I had a summer Friday this week and instead of being productive I went to DUMBO and did absolutely nothing, and it was the best decision I've made all month.
The office shut early — one of those rare fashion industry mercies — and instead of going home to my apartment that I keep meaning to clean, I texted three people and took the F train to York Street.
If you've never come up the stairs at York and walked toward the water, do it on a clear day. The Manhattan Bridge just — appears. Frames the whole sky between two brick buildings on Washington Street. It's the most photographed view in the borough and somehow it still gets me every time.
We got cold sesame noodles and some dumplings and sat on the rocks by the carousel, the East River doing its slow brown glitter thing, the city across the water pretending it didn't see us slacking off.

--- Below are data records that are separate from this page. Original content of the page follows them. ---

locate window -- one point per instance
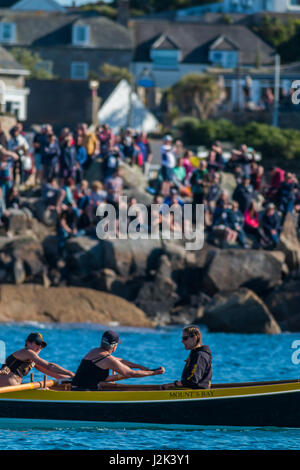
(227, 59)
(46, 65)
(7, 32)
(79, 70)
(81, 35)
(164, 59)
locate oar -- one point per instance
(29, 386)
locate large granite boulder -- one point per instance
(127, 257)
(229, 269)
(289, 243)
(30, 302)
(241, 311)
(284, 302)
(158, 297)
(24, 260)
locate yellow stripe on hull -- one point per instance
(136, 396)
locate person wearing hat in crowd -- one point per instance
(271, 225)
(168, 160)
(96, 364)
(20, 363)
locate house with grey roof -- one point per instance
(71, 46)
(165, 51)
(169, 50)
(13, 93)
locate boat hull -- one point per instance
(273, 405)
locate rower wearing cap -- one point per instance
(95, 366)
(20, 363)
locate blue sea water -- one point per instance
(235, 358)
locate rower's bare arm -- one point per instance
(133, 365)
(49, 367)
(52, 373)
(126, 372)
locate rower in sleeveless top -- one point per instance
(20, 363)
(94, 367)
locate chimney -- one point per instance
(123, 12)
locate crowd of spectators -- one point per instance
(255, 215)
(59, 164)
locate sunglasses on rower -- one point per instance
(185, 338)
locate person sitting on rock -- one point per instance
(95, 366)
(271, 225)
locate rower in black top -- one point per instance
(197, 372)
(94, 367)
(20, 363)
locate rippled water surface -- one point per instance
(235, 358)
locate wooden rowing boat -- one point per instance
(256, 404)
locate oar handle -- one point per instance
(29, 386)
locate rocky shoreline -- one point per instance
(147, 282)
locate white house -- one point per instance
(13, 94)
(123, 108)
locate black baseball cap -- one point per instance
(110, 337)
(37, 338)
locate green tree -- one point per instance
(196, 95)
(30, 62)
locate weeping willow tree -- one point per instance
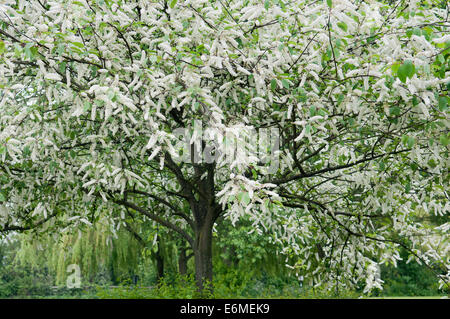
(101, 256)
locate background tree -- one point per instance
(93, 92)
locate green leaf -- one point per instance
(395, 110)
(442, 103)
(410, 142)
(406, 70)
(444, 139)
(173, 3)
(273, 84)
(342, 25)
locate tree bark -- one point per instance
(203, 255)
(182, 262)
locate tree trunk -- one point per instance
(159, 261)
(182, 262)
(203, 255)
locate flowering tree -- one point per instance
(94, 94)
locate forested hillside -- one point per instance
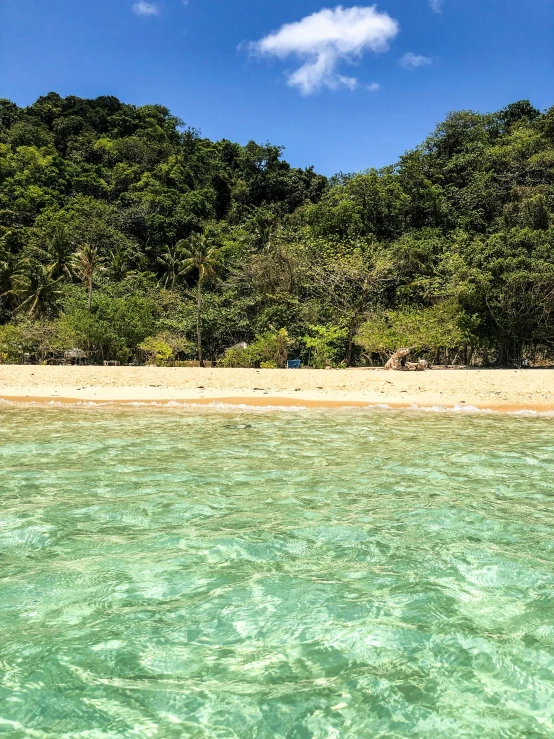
(126, 234)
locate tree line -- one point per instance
(128, 235)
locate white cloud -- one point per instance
(413, 61)
(326, 38)
(144, 8)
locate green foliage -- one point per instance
(425, 329)
(324, 343)
(237, 356)
(119, 225)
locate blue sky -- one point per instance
(344, 89)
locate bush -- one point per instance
(237, 356)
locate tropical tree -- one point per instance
(35, 287)
(85, 265)
(60, 253)
(172, 265)
(201, 254)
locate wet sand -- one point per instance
(500, 390)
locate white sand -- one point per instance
(503, 390)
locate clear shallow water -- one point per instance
(165, 573)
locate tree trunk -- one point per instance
(198, 326)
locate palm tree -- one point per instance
(85, 264)
(35, 287)
(201, 254)
(172, 265)
(60, 253)
(118, 263)
(6, 268)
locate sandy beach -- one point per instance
(500, 390)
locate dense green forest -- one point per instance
(126, 234)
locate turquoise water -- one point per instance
(168, 573)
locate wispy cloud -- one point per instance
(144, 8)
(326, 38)
(413, 61)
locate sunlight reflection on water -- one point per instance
(173, 573)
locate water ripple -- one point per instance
(320, 574)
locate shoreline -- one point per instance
(242, 403)
(501, 391)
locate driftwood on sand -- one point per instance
(399, 361)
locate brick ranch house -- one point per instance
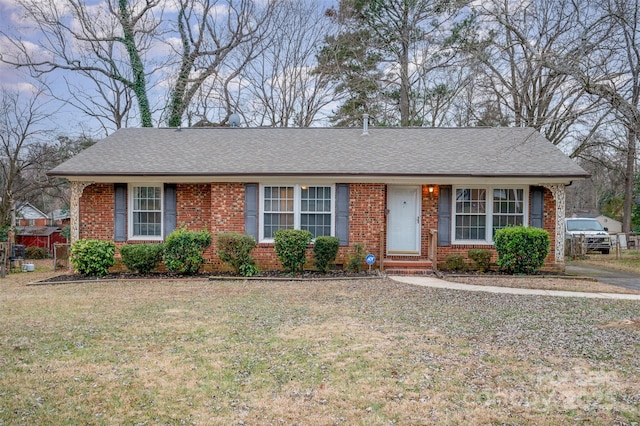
(411, 196)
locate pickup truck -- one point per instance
(595, 235)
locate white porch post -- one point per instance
(558, 192)
(76, 192)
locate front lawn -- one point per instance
(332, 352)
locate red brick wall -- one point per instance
(96, 212)
(549, 220)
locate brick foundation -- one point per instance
(219, 207)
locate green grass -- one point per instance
(349, 352)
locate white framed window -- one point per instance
(308, 207)
(480, 211)
(145, 212)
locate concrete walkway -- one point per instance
(438, 283)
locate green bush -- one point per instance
(454, 262)
(325, 250)
(481, 258)
(521, 250)
(355, 260)
(235, 250)
(93, 257)
(291, 247)
(36, 253)
(141, 258)
(183, 250)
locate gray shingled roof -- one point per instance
(429, 152)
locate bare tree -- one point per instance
(284, 89)
(389, 46)
(604, 58)
(210, 30)
(514, 36)
(108, 42)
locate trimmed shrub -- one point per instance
(36, 252)
(183, 250)
(93, 257)
(454, 262)
(4, 233)
(355, 261)
(481, 259)
(291, 247)
(235, 250)
(141, 258)
(521, 250)
(325, 250)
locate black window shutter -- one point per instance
(120, 212)
(537, 207)
(444, 216)
(342, 213)
(170, 209)
(251, 210)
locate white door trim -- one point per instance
(404, 207)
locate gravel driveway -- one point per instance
(615, 277)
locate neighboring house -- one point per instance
(409, 195)
(613, 226)
(61, 217)
(29, 215)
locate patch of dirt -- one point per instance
(306, 275)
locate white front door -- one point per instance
(403, 220)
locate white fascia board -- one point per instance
(396, 180)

A summer Friday in DUMBO is a specific kind of luxury. Nobody had an agenda. We talked about nothing — bad dates, a friend's terrible boss, whether the gelato place was worth the line (it was). At one point we just stopped talking and watched a kid lose his mind with joy on the carousel.

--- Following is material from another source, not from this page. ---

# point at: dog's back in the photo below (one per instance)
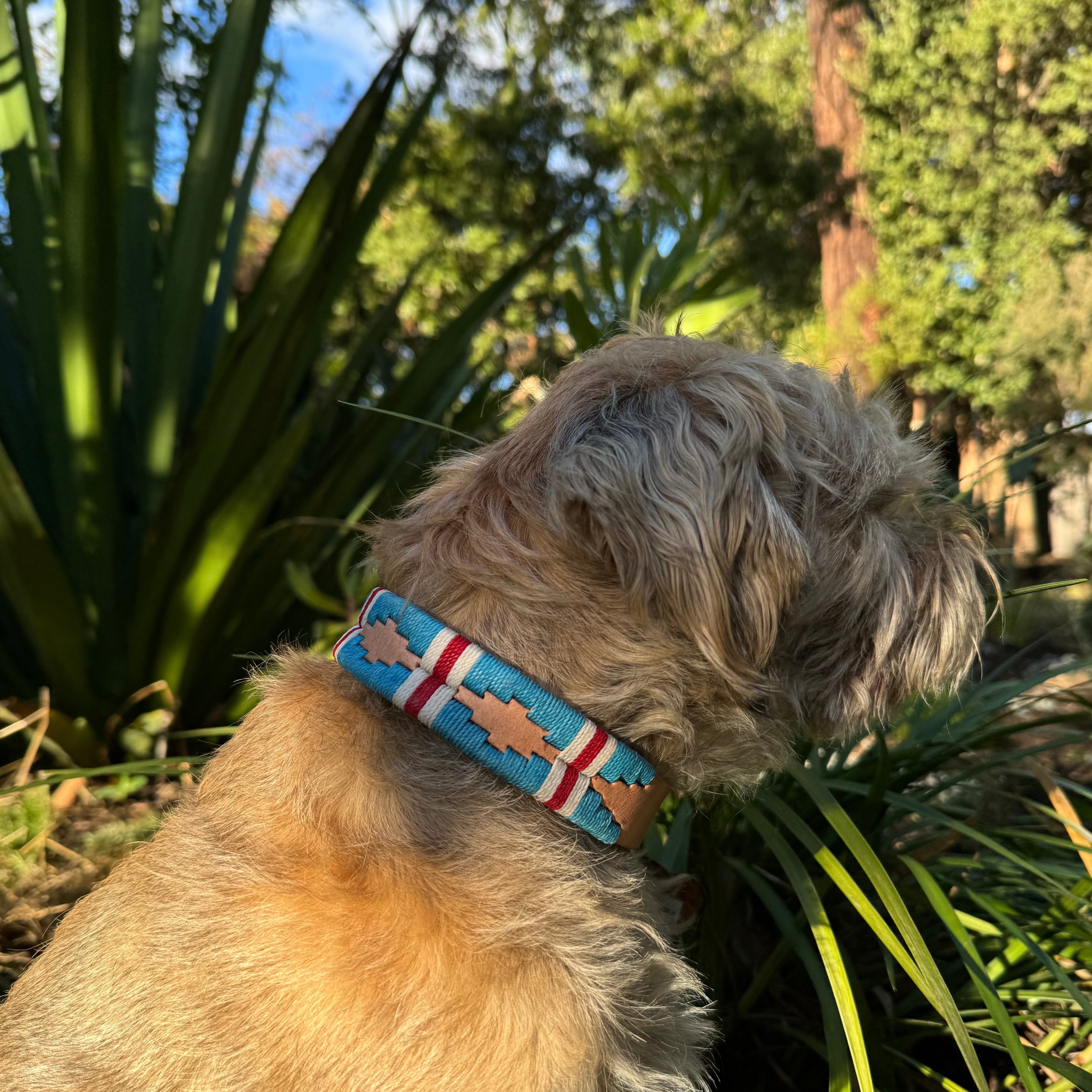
(375, 916)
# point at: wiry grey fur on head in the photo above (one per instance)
(703, 547)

I grew up in a culture where rest feels like a moral failing. There's always something to do, someone to feed, somewhere to be. The Gujarati guilt runs deep. Even now, sitting still, part of my brain was filing a complaint.
But the river didn't care. The bridge didn't care. The afternoon just kept being golden whether I deserved it or not.
We stayed until the light went pink behind the buildings and the ferry horns started up. Nobody wanted to be the first to suggest leaving.
A summer Friday in DUMBO taught me that doing nothing, with the right people, is actually doing something.
Go waste an afternoon on purpose. The to-do list will survive without you.